Question 4: Programming

  1. Use the following code to generate a set of \(n\) observations \(\mathbf{y}_{n \times 1}\) and \(\mathbf{X}_{n\times p}\). Follow the previously established formula to solve for the least square estimator \(\widehat \beta\). Note that you must write your own code, instead of using existing functions such as lm(). In addition, what should you do if you are asked to add an intercept term \(\beta_0\) into your estimation (even the true \(\beta_0 = 0\) in our data generator)?

Answer:

First, we generate data for a linear regression.

set.seed(1)
n = 100; p = 5
X = matrix(rnorm(n * p), n, p)
y = X %*% c(1, 0, 0, 1, -1) + rnorm(n)
# to calculate (X^T X)^-1 X^T y
beta_hat = solve(t(X) %*% X, t(X) %*% y)
print(beta_hat)
##             [,1]
## [1,]  0.88369785
## [2,] -0.01725878
## [3,] -0.02658416
## [4,]  0.90233834
## [5,] -1.05639331

We calculate \(\hat \beta\) using the formula \(\hat \beta = (\mathbf{X}^T \mathbf{X})^{-1} \mathbf{X}^T Y\). %*% is matrix multiplication and t() is transpose in R.

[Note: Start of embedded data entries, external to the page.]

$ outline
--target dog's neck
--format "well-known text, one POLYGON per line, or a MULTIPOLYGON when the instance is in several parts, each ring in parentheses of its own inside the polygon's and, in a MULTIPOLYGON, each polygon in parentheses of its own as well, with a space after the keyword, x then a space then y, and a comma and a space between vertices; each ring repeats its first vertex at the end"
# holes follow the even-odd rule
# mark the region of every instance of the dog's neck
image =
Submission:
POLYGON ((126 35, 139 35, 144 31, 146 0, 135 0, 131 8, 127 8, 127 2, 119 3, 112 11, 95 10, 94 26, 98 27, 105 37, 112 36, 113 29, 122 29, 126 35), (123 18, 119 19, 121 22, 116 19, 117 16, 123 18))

Actually, to reduce the numerical errors, lm function uses a smarter approach, i.e., the QR decomposition on \(\mathbf{X}\), avoiding calculating \((\mathbf{X}^T \mathbf{X})^{-1}\).

If the intercept term is required, we can use cbind(rep(1, n), X) to create a new design matrix \(\mathbf{X}\).

  1. Perform a simulation study to check the consistency of a sample mean estimator \(\bar{X}_n\). Please save your random seed so that the results can be replicated by others.

    1. Generate a set of \(n = 20\) i.i.d. observations from uniform (0, 1) distribution and calculate the sample mean \(\bar{X}_n\)
    2. Repeat step (a) 1000 times to collect 1000 such sample means and plot them using a histogram.
    3. How many of such sample means (out of 1000) are at least 0.1 away from true mean parameter, which is 0.5 for uniform (0, 1)?
    4. Repeat steps (a) to (c) with \(n = 100\) and \(n = 500\). What conclusion can you make?

Answer:

  1. The basic code to generate 20 i.i.d. uniform observations, and calculate their mean value.
set.seed(1)
x = runif(20)
x_bar = mean(x)
print(x_bar)
## [1] 0.5551671
  1. We generate \(1000 \times 10\) random variables. Each simulation is a row in matrix X.
set.seed(1)
n = 20
N = 1000
X = matrix(runif(n * N), nrow = N, ncol = n)
X_bar = rowMeans(X)
hist(X_bar, main = "n=20", xlim = c(0.25, 0.75))

mean(abs(X_bar - 0.5) > 0.1)
## [1] 0.143

The percentage is 0.143.

set.seed(1)
n = 50
N = 1000
X = matrix(runif(n * N), nrow = N, ncol = n)
X_bar = rowMeans(X)
hist(X_bar, main = "n=50", xlim = c(0.25, 0.75))

mean(abs(X_bar - 0.5) > 0.1)
## [1] 0.016
set.seed(1)
n = 200
N = 1000
X = matrix(runif(n * N), nrow = N, ncol = n)
X_bar = rowMeans(X)
hist(X_bar, main = "n=200", xlim = c(0.25, 0.75))

mean(abs(X_bar - 0.5) > 0.1)
## [1] 0

As \(n\) increases to 50 and 200, the percentage of outliers decreases to 0.016 and 0, respectively. We can observe that \(\bar{X}_n\) becomes more and more concentrated around its expectation 0.5 as \(n\) grows, which guaranteed by the Law of Large Numbers.